Hydrological models are evaluated by comparisons with observed hydrological quantities such as streamflow. A model evaluation procedure should account for dominantly epistemic errors in measured hydrological data such as observed precipitation and streamflow and avoid type-2 errors (rejecting a good model). This study uses quantile random forest (QRF) to develop limits-of-acceptability (LoA) over streamflow that accounts for the measurement uncertainties. A significant advantage of this method is that it can be used to evaluate models even at ungauged basins. In this study, this method was used to evaluate a hydrological model – namely the Sacramento Soil Moisture Accounting (SAC-SMA) in St. Joseph River Watershed (SJRW) – in gauged and hypothetical ungauged scenarios.

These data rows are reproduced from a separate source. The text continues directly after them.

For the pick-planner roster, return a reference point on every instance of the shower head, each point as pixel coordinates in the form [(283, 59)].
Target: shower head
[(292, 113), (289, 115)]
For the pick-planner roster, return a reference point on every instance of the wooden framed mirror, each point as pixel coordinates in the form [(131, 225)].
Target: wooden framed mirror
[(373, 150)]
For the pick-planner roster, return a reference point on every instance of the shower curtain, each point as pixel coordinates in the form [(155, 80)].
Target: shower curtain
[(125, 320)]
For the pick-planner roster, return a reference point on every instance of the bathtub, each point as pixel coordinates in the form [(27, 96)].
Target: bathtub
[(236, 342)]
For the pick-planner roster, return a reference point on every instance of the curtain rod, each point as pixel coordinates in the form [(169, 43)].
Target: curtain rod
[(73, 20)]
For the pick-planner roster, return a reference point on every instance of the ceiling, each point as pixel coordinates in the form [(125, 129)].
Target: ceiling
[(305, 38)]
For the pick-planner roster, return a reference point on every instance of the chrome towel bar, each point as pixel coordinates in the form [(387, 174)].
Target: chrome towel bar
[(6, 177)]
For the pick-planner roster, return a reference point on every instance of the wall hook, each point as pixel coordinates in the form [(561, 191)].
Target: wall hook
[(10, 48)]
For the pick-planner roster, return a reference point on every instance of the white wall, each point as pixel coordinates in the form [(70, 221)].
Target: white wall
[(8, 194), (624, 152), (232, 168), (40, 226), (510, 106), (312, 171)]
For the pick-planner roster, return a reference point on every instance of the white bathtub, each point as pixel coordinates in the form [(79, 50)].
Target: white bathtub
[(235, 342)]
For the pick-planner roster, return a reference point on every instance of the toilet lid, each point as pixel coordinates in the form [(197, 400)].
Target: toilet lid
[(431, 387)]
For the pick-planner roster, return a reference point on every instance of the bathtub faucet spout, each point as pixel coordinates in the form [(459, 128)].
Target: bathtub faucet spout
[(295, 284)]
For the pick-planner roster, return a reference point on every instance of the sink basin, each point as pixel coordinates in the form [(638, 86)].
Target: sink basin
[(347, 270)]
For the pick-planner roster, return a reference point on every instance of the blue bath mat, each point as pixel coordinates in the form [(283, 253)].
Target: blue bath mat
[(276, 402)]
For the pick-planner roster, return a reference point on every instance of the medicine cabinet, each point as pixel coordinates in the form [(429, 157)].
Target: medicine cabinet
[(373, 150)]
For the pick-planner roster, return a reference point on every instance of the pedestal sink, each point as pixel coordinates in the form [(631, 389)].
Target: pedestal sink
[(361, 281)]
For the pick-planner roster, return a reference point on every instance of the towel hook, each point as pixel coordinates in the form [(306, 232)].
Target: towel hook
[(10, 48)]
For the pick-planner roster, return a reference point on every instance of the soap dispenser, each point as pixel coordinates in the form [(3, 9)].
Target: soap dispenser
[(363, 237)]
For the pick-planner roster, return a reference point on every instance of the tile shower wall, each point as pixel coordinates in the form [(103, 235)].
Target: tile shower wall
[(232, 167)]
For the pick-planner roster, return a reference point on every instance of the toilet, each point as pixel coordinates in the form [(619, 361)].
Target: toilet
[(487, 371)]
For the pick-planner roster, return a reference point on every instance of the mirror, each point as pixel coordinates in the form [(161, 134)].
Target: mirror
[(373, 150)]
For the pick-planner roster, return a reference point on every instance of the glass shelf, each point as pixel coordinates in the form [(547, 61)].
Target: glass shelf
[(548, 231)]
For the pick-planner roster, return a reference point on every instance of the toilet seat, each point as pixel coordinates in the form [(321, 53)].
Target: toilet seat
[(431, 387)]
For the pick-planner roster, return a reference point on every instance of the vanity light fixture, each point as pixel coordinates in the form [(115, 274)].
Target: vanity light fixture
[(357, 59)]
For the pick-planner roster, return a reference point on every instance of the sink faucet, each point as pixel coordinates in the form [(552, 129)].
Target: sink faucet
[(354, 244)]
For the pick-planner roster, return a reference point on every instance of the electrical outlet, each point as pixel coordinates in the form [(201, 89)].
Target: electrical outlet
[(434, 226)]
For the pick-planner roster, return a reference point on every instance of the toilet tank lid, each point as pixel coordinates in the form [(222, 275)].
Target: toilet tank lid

Using LoA alone to account for uncertainty in data yielded a large number of models as behavioral, suggesting the need for additional measures to develop a more discriminating inference procedure. Five streamflow-based signatures (i.e., autocorrelation function, Hurst exponent, baseflow index, flow duration curve, and long-term runoff coefficient) were used to further eliminate physically unrealistic models which were considered behavioral by LoAs. The combination of LoAs over streamflow and streamflow-based signatures helped constrain the set of behavioral models in both gauged and ungauged scenarios. Among the signatures used in this study, Hurst exponent and baseflow index were the most useful ones. The NSEs of behavioral models ranged from 0 to 0.65. Very wide predictive uncertainty bounds were obtained in the ungauged scenario. Many of the behavioral models resulted in underestimation (overestimation) of observed high (low) flow. Overall, the methodology used in this study showed promise as a model inference strategy.